Our coalition faces opposition from the Pacific Legal Foundation, a libertarian-leaning organization. Pacific represents both the plaintiff in CTM Holdings and another plaintiff in a similar case now pending before the Eighth Circuit Court of Appeals.
That case was recently brought back before the Supreme Court in the wake of its decision to overturn Chevron deference. The end of Chevron deference was a break in decades of precedent by the Supreme Court’s extremist right-wing majority, which believes the judiciary is more qualified to opine on highly technical questions than agencies full of subject matter experts.
Pacific Legal Foundation also represented the notoriously litigious plaintiff in Sackett v. EPA. This case led the Supreme Court to severely curtail Clean Water Act protections for wetlands.

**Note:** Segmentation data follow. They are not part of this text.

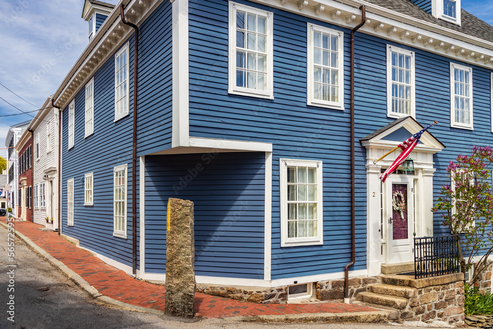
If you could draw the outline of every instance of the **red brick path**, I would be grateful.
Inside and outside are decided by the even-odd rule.
[[[5,222],[5,218],[0,218]],[[43,232],[40,225],[15,222],[15,229],[80,275],[100,293],[132,305],[164,310],[165,288],[141,281],[108,265],[90,253],[59,237]],[[263,304],[195,294],[196,315],[219,318],[240,315],[366,312],[373,309],[342,303],[310,304]]]

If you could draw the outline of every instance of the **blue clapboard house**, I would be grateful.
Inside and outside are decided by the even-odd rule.
[[[446,166],[493,137],[493,27],[460,0],[86,0],[83,17],[53,97],[61,229],[143,279],[165,280],[170,197],[194,203],[199,286],[293,287],[285,301],[349,263],[375,277],[447,233],[430,211]],[[435,120],[414,171],[382,183],[399,152],[374,160]]]

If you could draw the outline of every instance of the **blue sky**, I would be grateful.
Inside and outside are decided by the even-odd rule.
[[[461,2],[464,9],[493,25],[493,1]],[[0,83],[41,107],[87,44],[87,22],[81,18],[83,4],[84,0],[0,0]],[[24,111],[36,110],[1,86],[0,97]],[[0,100],[0,115],[19,113]],[[0,148],[9,126],[31,118],[0,117]],[[0,150],[0,155],[6,153]]]

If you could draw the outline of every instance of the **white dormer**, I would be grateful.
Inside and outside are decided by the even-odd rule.
[[[460,0],[432,0],[431,14],[437,18],[460,25]]]
[[[97,0],[85,0],[82,9],[82,18],[89,23],[89,39],[94,37],[99,27],[103,24],[115,5],[106,3]]]

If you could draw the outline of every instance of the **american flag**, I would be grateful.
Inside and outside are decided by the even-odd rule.
[[[420,139],[421,138],[421,135],[423,133],[426,131],[428,128],[434,125],[437,123],[438,122],[435,121],[430,125],[428,126],[426,128],[423,128],[418,132],[412,136],[410,138],[408,138],[397,146],[397,147],[400,147],[400,149],[402,150],[402,152],[401,153],[395,161],[392,163],[390,166],[389,167],[383,174],[380,175],[380,179],[382,180],[383,182],[385,182],[385,180],[387,179],[387,177],[392,173],[394,172],[395,169],[396,169],[401,163],[406,161],[406,159],[407,159],[407,157],[411,154],[413,149],[414,148],[414,146],[416,146],[416,145],[420,142]]]

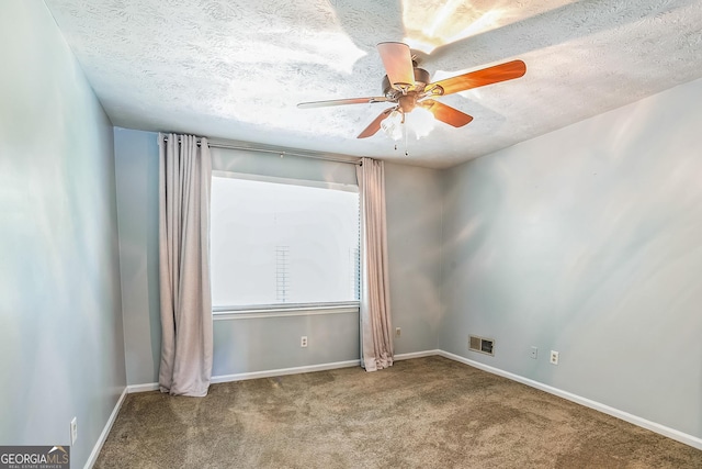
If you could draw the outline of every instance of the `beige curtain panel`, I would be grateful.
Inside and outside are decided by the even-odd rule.
[[[361,365],[366,371],[375,371],[393,365],[383,161],[363,158],[356,176],[362,233]]]
[[[210,187],[207,141],[159,134],[159,388],[207,395],[212,377]]]

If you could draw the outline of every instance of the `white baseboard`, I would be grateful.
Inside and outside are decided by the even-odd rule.
[[[120,409],[122,407],[122,403],[124,402],[124,398],[126,398],[126,395],[127,395],[127,389],[124,388],[124,390],[122,391],[122,394],[120,394],[120,399],[117,399],[117,403],[114,404],[114,409],[110,414],[110,418],[107,418],[107,423],[105,423],[105,427],[102,429],[102,433],[100,434],[100,437],[95,443],[95,446],[93,446],[92,451],[90,453],[90,456],[86,461],[86,466],[83,466],[84,469],[91,469],[95,464],[95,461],[98,460],[98,456],[100,455],[102,445],[105,444],[105,440],[107,439],[107,435],[110,435],[112,425],[114,424],[115,418],[117,418],[117,414],[120,413]]]
[[[158,391],[158,382],[147,382],[145,384],[131,384],[127,386],[127,393],[133,394],[135,392]]]
[[[621,418],[625,422],[629,422],[642,428],[646,428],[654,433],[658,433],[663,436],[667,436],[668,438],[672,438],[677,442],[684,443],[686,445],[692,446],[693,448],[702,449],[702,438],[698,438],[697,436],[692,436],[687,433],[677,431],[675,428],[670,428],[665,425],[660,425],[658,423],[647,421],[646,418],[632,415],[627,412],[620,411],[619,409],[610,407],[609,405],[602,404],[597,401],[592,401],[587,398],[582,398],[571,392],[564,391],[558,388],[554,388],[548,384],[544,384],[542,382],[534,381],[532,379],[524,378],[519,375],[514,375],[509,371],[501,370],[499,368],[494,368],[494,367],[490,367],[489,365],[480,364],[479,361],[471,360],[460,355],[451,354],[444,350],[438,350],[438,351],[439,351],[439,355],[441,355],[442,357],[449,358],[451,360],[460,361],[462,364],[482,369],[483,371],[487,371],[492,375],[498,375],[503,378],[511,379],[512,381],[521,382],[522,384],[526,384],[529,387],[539,389],[550,394],[554,394],[559,398],[566,399],[568,401],[573,401],[577,404],[585,405],[586,407],[595,409],[596,411],[602,412],[608,415],[612,415],[613,417],[616,417],[616,418]]]
[[[245,379],[271,378],[274,376],[308,373],[313,371],[333,370],[337,368],[349,368],[349,367],[359,367],[359,366],[361,366],[361,360],[336,361],[331,364],[309,365],[306,367],[281,368],[278,370],[251,371],[247,373],[213,376],[211,382],[215,384],[218,382],[242,381]]]
[[[423,350],[412,351],[409,354],[397,354],[393,357],[393,361],[411,360],[412,358],[433,357],[440,355],[441,350]]]

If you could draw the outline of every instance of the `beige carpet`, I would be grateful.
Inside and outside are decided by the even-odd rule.
[[[97,468],[702,468],[702,451],[442,357],[129,394]]]

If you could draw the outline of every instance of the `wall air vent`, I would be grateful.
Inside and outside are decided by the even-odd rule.
[[[477,335],[471,335],[468,338],[469,350],[495,356],[495,339],[478,337]]]

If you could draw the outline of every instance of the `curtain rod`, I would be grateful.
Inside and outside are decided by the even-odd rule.
[[[163,142],[168,142],[168,136],[167,135],[163,135]],[[201,137],[197,137],[196,142],[197,142],[197,146],[200,146]],[[178,143],[181,143],[181,138],[180,137],[178,137]],[[361,164],[361,158],[359,158],[359,157],[350,157],[349,159],[344,159],[344,158],[336,158],[333,156],[310,155],[310,154],[304,154],[304,153],[286,152],[286,150],[282,150],[282,149],[248,147],[248,146],[228,144],[228,143],[217,142],[217,141],[214,141],[214,142],[207,141],[207,143],[208,143],[210,147],[212,147],[212,148],[244,149],[244,150],[249,150],[249,152],[270,153],[270,154],[273,154],[273,155],[280,155],[281,158],[284,157],[284,156],[299,156],[299,157],[303,157],[303,158],[322,159],[325,161],[347,163],[349,165],[360,165]]]

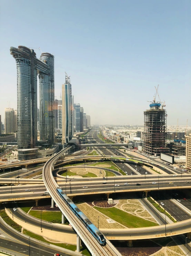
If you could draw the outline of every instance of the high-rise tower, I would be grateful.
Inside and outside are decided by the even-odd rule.
[[[20,46],[11,47],[10,51],[17,72],[18,148],[31,148],[37,140],[37,72],[48,75],[52,70],[46,59],[43,62],[36,58],[33,49]]]
[[[40,139],[47,141],[48,143],[52,145],[55,141],[54,57],[50,53],[44,52],[41,54],[40,60],[48,65],[46,73],[38,70],[40,90]]]
[[[62,144],[67,143],[72,138],[72,87],[70,77],[66,73],[65,83],[62,85]]]
[[[149,156],[159,156],[161,152],[168,153],[169,149],[165,147],[166,111],[161,108],[160,103],[153,102],[150,109],[144,112],[144,152]]]

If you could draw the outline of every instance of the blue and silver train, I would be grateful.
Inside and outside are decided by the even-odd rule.
[[[76,204],[63,192],[61,188],[59,187],[57,187],[57,191],[62,199],[72,210],[77,217],[82,222],[99,244],[102,245],[105,245],[105,239],[103,234],[100,232],[94,225],[92,223],[87,217],[82,212],[81,212]]]

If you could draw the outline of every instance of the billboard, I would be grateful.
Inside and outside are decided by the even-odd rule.
[[[161,160],[168,162],[170,164],[173,164],[174,163],[174,157],[173,156],[170,156],[164,153],[161,153],[160,158]]]

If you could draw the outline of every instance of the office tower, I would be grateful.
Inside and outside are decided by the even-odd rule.
[[[191,130],[188,131],[186,139],[186,167],[191,170]]]
[[[142,135],[142,132],[138,131],[137,132],[136,136],[138,138],[141,138]]]
[[[31,148],[37,140],[37,72],[48,74],[49,67],[33,49],[20,46],[10,51],[17,64],[18,148]]]
[[[86,125],[86,113],[83,113],[83,129],[86,129],[87,125]]]
[[[74,96],[73,95],[72,95],[72,138],[74,135]]]
[[[80,131],[80,105],[79,103],[76,104],[76,131]]]
[[[39,108],[37,108],[37,130],[40,130],[40,116]]]
[[[54,125],[56,129],[58,127],[58,101],[57,99],[54,100]]]
[[[161,105],[154,100],[149,105],[150,109],[144,112],[143,151],[155,157],[159,156],[161,152],[169,152],[169,149],[165,147],[166,111],[163,107],[161,108]]]
[[[61,133],[62,133],[62,101],[59,100],[58,101],[58,128],[60,129]]]
[[[83,108],[80,107],[80,132],[83,132]]]
[[[52,145],[55,141],[54,57],[47,52],[40,58],[48,67],[46,73],[38,70],[39,79],[40,140]]]
[[[90,116],[88,115],[86,115],[86,124],[87,129],[91,127]]]
[[[4,133],[13,133],[14,132],[14,112],[13,108],[5,108]]]
[[[14,110],[14,132],[17,131],[17,111]]]
[[[62,85],[62,143],[67,143],[72,138],[72,87],[70,77],[66,73],[65,83]]]

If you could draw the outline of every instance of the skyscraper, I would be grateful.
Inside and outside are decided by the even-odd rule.
[[[62,85],[62,144],[67,143],[72,138],[72,87],[70,77],[66,73],[65,83]]]
[[[60,129],[60,133],[62,131],[62,101],[59,100],[58,101],[58,128]]]
[[[86,129],[87,125],[86,125],[86,113],[83,113],[83,129]]]
[[[20,46],[10,51],[17,73],[18,148],[32,148],[37,139],[37,72],[48,74],[50,67],[38,59],[33,49]]]
[[[56,129],[58,127],[58,101],[57,99],[54,100],[54,125]]]
[[[17,111],[14,110],[14,132],[17,131]]]
[[[91,127],[90,116],[88,115],[86,115],[86,124],[87,129]]]
[[[155,100],[149,105],[150,109],[144,112],[144,152],[149,156],[159,156],[160,152],[169,153],[165,147],[166,111]]]
[[[80,131],[80,105],[79,103],[76,104],[76,131]]]
[[[83,131],[83,108],[80,107],[80,132]]]
[[[38,70],[39,79],[40,139],[47,141],[51,145],[55,141],[54,107],[54,57],[47,52],[40,58],[47,65],[44,73]]]
[[[13,133],[14,130],[14,112],[13,108],[5,108],[4,133]]]

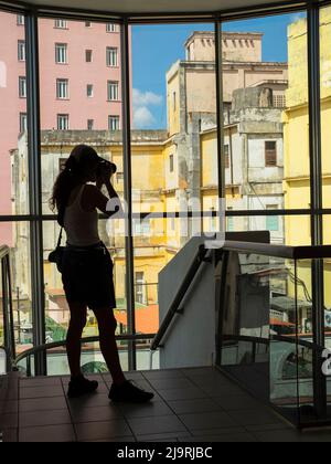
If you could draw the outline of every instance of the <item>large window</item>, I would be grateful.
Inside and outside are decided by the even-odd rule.
[[[302,243],[302,218],[287,220],[277,211],[310,209],[309,126],[302,113],[302,105],[308,107],[307,13],[224,22],[222,55],[228,231],[268,230],[273,243],[293,244],[296,238]],[[209,140],[210,128],[202,137]],[[266,219],[255,219],[255,211],[266,211]],[[303,231],[309,245],[309,226]]]
[[[68,80],[58,78],[56,81],[56,97],[60,99],[68,98]]]
[[[115,81],[108,81],[108,101],[117,102],[119,99],[119,84]]]
[[[330,10],[330,7],[320,9],[322,176],[319,181],[324,208],[330,207],[331,198]],[[32,50],[25,44],[24,24],[29,14],[29,11],[26,17],[19,11],[0,13],[0,154],[3,155],[0,156],[0,236],[14,254],[23,251],[19,257],[14,256],[13,294],[18,308],[26,298],[31,312],[31,288],[42,283],[35,281],[40,278],[39,273],[31,272],[33,260],[40,256],[38,228],[30,224],[43,220],[49,340],[64,336],[70,317],[61,276],[47,262],[47,253],[54,249],[58,233],[55,219],[49,217],[49,199],[64,160],[78,144],[90,144],[102,157],[117,165],[114,182],[121,199],[128,193],[128,181],[132,186],[132,243],[125,236],[129,221],[100,222],[100,238],[115,263],[119,333],[132,329],[134,309],[137,333],[157,331],[159,274],[193,235],[220,231],[221,187],[224,187],[227,231],[268,230],[273,243],[311,243],[311,217],[317,218],[323,211],[312,210],[316,201],[312,197],[317,196],[310,191],[311,184],[318,183],[318,176],[311,176],[311,166],[318,169],[319,159],[312,157],[318,158],[319,154],[314,152],[318,144],[310,144],[312,125],[318,122],[309,114],[306,10],[278,14],[275,9],[273,14],[268,11],[256,18],[250,12],[243,21],[224,18],[220,51],[222,94],[216,86],[212,19],[202,24],[190,22],[189,17],[179,24],[135,22],[129,29],[130,68],[126,76],[131,85],[127,95],[131,122],[130,172],[124,162],[122,124],[127,119],[121,102],[120,25],[87,21],[88,17],[81,21],[41,17],[36,54],[40,88],[35,88],[40,107],[33,107],[29,91],[35,83],[28,81],[33,78],[33,73],[26,74],[25,68],[26,60],[34,59],[26,55]],[[217,98],[224,109],[222,140],[218,139]],[[28,126],[33,127],[39,120],[34,118],[39,110],[41,147],[32,147]],[[32,167],[39,166],[36,156],[41,156],[42,172],[41,179],[39,172],[33,172],[35,187],[29,179]],[[220,161],[225,168],[222,172],[225,186],[220,184]],[[30,201],[33,188],[40,188],[43,215],[31,210],[38,203]],[[9,221],[11,217],[13,220]],[[324,243],[331,236],[329,222],[330,217],[324,215]],[[31,231],[35,236],[30,240]],[[33,253],[29,261],[30,244]],[[127,251],[131,244],[134,272],[129,282]],[[22,268],[19,262],[24,263]],[[34,265],[35,271],[38,263]],[[327,293],[328,272],[325,267]],[[127,295],[131,292],[128,283],[134,287],[131,308],[127,307]],[[327,295],[328,307],[329,299]],[[23,319],[19,313],[17,317],[26,323],[31,334],[33,318]],[[92,314],[85,335],[97,335]]]
[[[55,44],[55,63],[67,64],[67,44],[66,43]]]
[[[107,48],[107,66],[118,66],[118,49],[115,49],[114,46]]]

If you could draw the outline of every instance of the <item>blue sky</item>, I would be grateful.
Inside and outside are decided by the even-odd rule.
[[[305,17],[295,13],[224,24],[225,31],[263,32],[264,61],[287,61],[288,24]],[[212,24],[132,27],[132,86],[135,127],[161,129],[167,126],[166,73],[185,59],[184,43],[193,31],[213,30]]]

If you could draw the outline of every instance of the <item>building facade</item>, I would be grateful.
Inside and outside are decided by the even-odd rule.
[[[26,130],[24,15],[0,12],[0,213],[12,214],[10,150]],[[121,125],[117,24],[39,20],[41,128],[118,130]],[[6,128],[6,130],[4,130]],[[24,213],[28,213],[28,209]],[[11,228],[0,224],[2,243]]]

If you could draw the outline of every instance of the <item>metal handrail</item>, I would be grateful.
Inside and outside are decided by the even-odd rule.
[[[7,245],[0,246],[1,262],[1,286],[2,286],[2,314],[4,330],[4,349],[7,352],[7,369],[12,369],[13,359],[15,358],[15,340],[14,340],[14,320],[11,294],[11,265],[10,249]]]
[[[191,266],[189,267],[189,271],[185,274],[185,277],[182,284],[169,307],[167,316],[164,317],[163,323],[161,324],[160,329],[151,344],[151,347],[150,347],[151,351],[156,351],[160,347],[161,341],[163,337],[166,336],[167,331],[169,330],[174,316],[179,314],[179,307],[182,300],[184,299],[197,271],[200,270],[201,264],[206,261],[206,254],[210,250],[206,250],[204,245],[200,245],[199,251],[195,254],[194,260]]]
[[[221,249],[222,252],[238,252],[259,254],[270,257],[282,257],[287,260],[313,260],[331,257],[331,246],[286,246],[271,245],[266,243],[232,242],[226,241]]]
[[[156,336],[156,334],[143,334],[143,335],[119,335],[116,336],[116,341],[129,341],[129,340],[150,340],[151,338],[153,338]],[[82,338],[81,342],[82,345],[84,344],[94,344],[94,342],[98,342],[100,340],[99,337],[86,337],[86,338]],[[44,352],[51,349],[55,349],[55,348],[62,348],[62,347],[66,347],[66,340],[62,340],[62,341],[54,341],[51,344],[44,344],[44,345],[40,345],[38,347],[33,347],[31,349],[28,349],[26,351],[22,352],[21,355],[19,355],[13,362],[14,368],[18,368],[19,362],[23,361],[25,358],[28,359],[28,377],[31,377],[31,358],[32,356],[39,354],[39,352]]]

This time, they’ll have to go through us.
We’ll Keep Fighting with Farmers for the Programs They Depend On
The plaintiffs in these ongoing cases are at a disadvantage — we have the law on our side. Multiple courts have already agreed that granting access to funding based on reasonable public policy goals is perfectly constitutional.
Moreover, granting our intervention motion just makes sense. Farmers deserve a seat at the table to defend the programs they and their communities have relied on for decades.
The government should be allowed to help farmers steward the land for future generations. This commonsense policy goal has been enshrined in USDA programs for almost a century. However, with Trump once again entering the White House, this is all under threat.
If Project 2025 and the President’s agenda succeed in gutting agencies’ power to regulate, they will clear the way for polluting corporate interests to run wild. But first, they will have to go through us.
Here at Food & Water Watch, we believe family farmers and the long-term sustainability of their land matter more than corporate profits. We can and will use the Constitution to fight back. Through the courts, we plan to safeguard agencies’ power until we have an administration that agrees sustainable farmers are worth protecting.